Impact of plaintiffs' lawyers compensation

In trying to gauge how well the civil liability system performs as one of society's mechanisms for fulfilling the purposes of, one, providing compensatory payments to persons who suffer physical and financial losses and injuries and, two, regulating the conduct of society's members to lessen the harm they do to one another, the manner of plaintiffs' lawyers compensation creates enormous incentive to distort the civil liability system to serve the interests of the lawyers and to work against society's balanced interests.
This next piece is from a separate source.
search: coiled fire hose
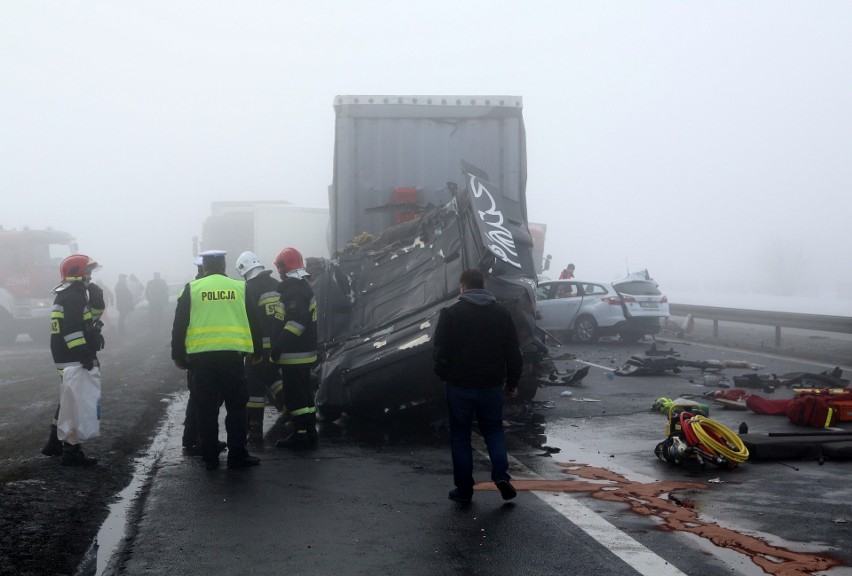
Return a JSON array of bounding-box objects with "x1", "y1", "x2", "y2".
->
[{"x1": 680, "y1": 412, "x2": 748, "y2": 465}]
As is well known, plaintiffs' lawyers compensation is largely based on the amount of liability that gets imposed on defendants and the amounts that they are required to pay. This manner of compensation of plaintiffs’ lawyers creates very powerful incentives for them to seek the objectives of (i) expansion of harms or detriments for which a payment should be made, (ii) higher rather than lower amounts that should be paid, (iii) expansion of liability where there is no fault, (iv) disregard of distinctions between intentionally culpable, negligently culpable and faultless parties, especially in the context of corporations comprised of a conglomeration of employees, shareholders and customers , (v) disregard of culpability of plaintiffs in their own injuries and harms, (vi) disregard of rational cost/benefit principles, (vii) the invocation of junk science, and (viii) usurpation by them and the courts of the powers of the legislative branch and the executive branch regulatory apparatus.